After six months of push-and-pull between the Kenyan government
and betting firms, the State Wednesday struck at the heart of the firms’
operations, ordering telcos to shut down the paybill numbers and short
codes of 27 companies whose licences are yet to be renewed.
GAMING WALLETS
The
order by Kenya's Betting Control and Licensing Board, contained in a
letter dated July 10, effectively seeks to shut down a
multibillion-shilling industry that has been on a roll. The letter was
signed by BCLB acting Director Liti Wambua.
The
list contains the big names in sports betting, including SportPesa,
Betin and Betway. Others are Betpawa, Premierbet, Lucky 2 U, 1XBet,
Mozzartbet, Dafabet, World Sport Bet, Atari Gaming, Palmsbet and Bet
Boss. Also affected are Betyetu, Elitebet, Bungabet, Cysabet, Nestbet,
Easybet, Kick Off, Millionaire Sports Bet, Kenya Sports Bet and
Eastleighbet.
The betting industry in
Kenya depends almost entirely on mobile money transactions by gamblers.
To place bets, gamblers load money into virtual wallets run by mobile
money companies. Those who win also collect their winnings through the
same wallets, unless the amount won is so big that the payment has to be
made through a cheque.
Effecting the
order would affect at least 12 million people who have wallets for the
betting companies, and lock up an unspecified amount of money held in
those wallets.
Telcos, among the biggest beneficiaries of the nationwide betting frenzy, are set to be badly hit.
On
Wednesday, Safaricom, through TripleOKLaw Advocates, wrote to BCLB,
seeking “clarifications with respect to the mechanisms for compliance”
with the order.
The
telco said the proposed suspension of the paybills, SMS and short codes
would affect the ability of gamers to withdraw the money deposited in
the gaming wallets of the various gaming companies.
BLOCK DEPOSITS
The
telco, which controls the bulk of the money that goes to betting
companies, argued that it is an important public policy consideration
that depositors should not be denied access to their money despite any
regulatory action against the licensed entity.
“As
the directive to shut down Paybill, SMS and short codes will no doubt
deny the gamers access to their funds, we are instructed to propose that
gamers or depositors be allowed to access their funds so that there is
no prejudice to such persons which may have the unintended consequence
of inviting undesirable legal action against our client,” the law firm
said.
Instead, it wants to be allowed
to block additional deposits to the gaming wallets while allowing
gamers to withdraw their money.
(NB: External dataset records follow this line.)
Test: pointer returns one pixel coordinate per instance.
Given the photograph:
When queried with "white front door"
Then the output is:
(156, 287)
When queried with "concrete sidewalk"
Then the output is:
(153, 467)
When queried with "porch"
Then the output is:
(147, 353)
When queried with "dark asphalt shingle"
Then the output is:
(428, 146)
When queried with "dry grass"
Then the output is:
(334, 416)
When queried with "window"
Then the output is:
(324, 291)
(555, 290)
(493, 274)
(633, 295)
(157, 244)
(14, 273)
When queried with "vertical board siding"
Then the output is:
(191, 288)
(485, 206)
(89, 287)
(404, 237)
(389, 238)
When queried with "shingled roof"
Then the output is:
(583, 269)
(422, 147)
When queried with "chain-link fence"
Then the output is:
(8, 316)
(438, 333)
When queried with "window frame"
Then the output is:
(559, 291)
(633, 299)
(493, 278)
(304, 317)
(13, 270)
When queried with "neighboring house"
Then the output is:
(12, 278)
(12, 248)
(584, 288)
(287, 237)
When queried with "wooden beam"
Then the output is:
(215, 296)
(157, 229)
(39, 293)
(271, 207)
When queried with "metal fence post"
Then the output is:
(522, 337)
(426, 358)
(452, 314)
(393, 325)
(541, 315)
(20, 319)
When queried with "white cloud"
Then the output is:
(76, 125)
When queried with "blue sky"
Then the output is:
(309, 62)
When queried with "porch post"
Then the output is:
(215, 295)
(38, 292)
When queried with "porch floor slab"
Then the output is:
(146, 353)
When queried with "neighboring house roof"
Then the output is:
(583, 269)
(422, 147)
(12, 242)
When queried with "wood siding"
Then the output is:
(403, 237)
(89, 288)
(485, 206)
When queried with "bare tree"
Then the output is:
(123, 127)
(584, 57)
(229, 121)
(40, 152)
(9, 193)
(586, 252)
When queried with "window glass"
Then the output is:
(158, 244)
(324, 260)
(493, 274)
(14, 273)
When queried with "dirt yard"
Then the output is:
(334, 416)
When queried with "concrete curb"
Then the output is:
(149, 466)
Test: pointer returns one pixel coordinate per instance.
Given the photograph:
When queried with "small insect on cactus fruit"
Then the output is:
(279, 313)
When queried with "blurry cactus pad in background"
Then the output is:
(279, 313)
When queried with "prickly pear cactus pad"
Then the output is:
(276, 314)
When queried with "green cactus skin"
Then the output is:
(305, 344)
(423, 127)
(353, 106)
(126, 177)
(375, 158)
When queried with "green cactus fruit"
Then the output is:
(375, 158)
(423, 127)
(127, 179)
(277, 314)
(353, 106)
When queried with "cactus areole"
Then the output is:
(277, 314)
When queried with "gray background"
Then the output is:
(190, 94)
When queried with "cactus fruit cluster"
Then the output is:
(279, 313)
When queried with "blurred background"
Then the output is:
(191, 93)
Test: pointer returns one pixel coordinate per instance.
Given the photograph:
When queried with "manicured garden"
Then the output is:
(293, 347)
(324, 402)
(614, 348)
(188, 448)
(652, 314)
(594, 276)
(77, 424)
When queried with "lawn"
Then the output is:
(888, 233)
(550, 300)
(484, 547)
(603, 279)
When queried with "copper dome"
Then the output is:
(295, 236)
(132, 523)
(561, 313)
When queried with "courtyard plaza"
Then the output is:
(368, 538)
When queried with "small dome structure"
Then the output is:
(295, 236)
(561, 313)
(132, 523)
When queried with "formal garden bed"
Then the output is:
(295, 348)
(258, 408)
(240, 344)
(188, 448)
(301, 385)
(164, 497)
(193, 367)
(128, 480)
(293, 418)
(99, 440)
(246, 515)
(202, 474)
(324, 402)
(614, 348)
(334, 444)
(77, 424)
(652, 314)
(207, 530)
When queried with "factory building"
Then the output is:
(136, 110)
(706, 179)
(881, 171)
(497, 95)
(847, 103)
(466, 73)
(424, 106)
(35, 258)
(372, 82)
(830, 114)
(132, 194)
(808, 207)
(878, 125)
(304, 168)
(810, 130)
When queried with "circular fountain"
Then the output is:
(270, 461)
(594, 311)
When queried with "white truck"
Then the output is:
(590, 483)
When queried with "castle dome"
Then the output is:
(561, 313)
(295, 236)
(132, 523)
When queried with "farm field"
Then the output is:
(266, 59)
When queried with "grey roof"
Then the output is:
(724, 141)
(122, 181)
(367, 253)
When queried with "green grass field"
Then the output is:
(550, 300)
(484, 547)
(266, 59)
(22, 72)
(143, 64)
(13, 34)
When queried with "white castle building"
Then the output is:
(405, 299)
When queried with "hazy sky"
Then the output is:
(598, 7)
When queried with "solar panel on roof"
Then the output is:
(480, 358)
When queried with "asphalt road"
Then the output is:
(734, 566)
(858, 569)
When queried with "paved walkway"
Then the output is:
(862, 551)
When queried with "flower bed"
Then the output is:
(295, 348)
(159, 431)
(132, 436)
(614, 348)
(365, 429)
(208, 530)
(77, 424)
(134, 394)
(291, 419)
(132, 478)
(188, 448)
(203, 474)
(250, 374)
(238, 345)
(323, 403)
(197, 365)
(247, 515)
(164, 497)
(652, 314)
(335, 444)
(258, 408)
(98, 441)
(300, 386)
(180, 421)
To do this, the gamers would need access
to SMS and short codes.
It also wants BCLB to notify the public and the affected entities through public announcements in the media.
It
has also emerged that the move to shut down the gaming companies was
also driven by money laundering claims that have rocked the financial
sector.
Wednesday’s directive was the culmination of threats and actions by the government against betting companies.
In
April, the Interior ministry gave tough conditions that all companies
were supposed to meet before getting their new licences. All betting
firms were supposed to have renewed their licences by July 1.
FIGURES DISPUTED
The
companies had to show that they were tax-compliant. They were also
supposed to prove that they had been operating within the law, were
sufficiently liquid and had performed financially well for the past four
years.
The government argues that
betting firms have been making revenues of up to Ksh200 billion ($2
billion) a year but paid only Ksh4 billion ($40 million) in taxes last
year. It also argues that the nature of the ownership of most betting
companies and existing weak laws had made it easy for the companies to
be used as avenues for money laundering.
SportPesa
Chief Executive Officer Ronald Karauri, who also chairs the Association
of Gaming Operators, disputed the revenue figures cited by government.
He argued that betting companies made way less than what the State was claiming, saying there was confusion over the issue.
“That
is a matter that is already in court and the government knows this, but
there is a push to show that the industry is not paying its share of
taxes, which is not entirely true,” he argued.
Mr
Karauri, who runs the biggest company in the industry, showed us part
of SportPesa’s financial statements that he had sent to the Kenya
Revenue Authority. The documents show that the firm made Ksh15 billion
($150 million) last year and paid Ksh6.2 billion ($62 million) in taxes.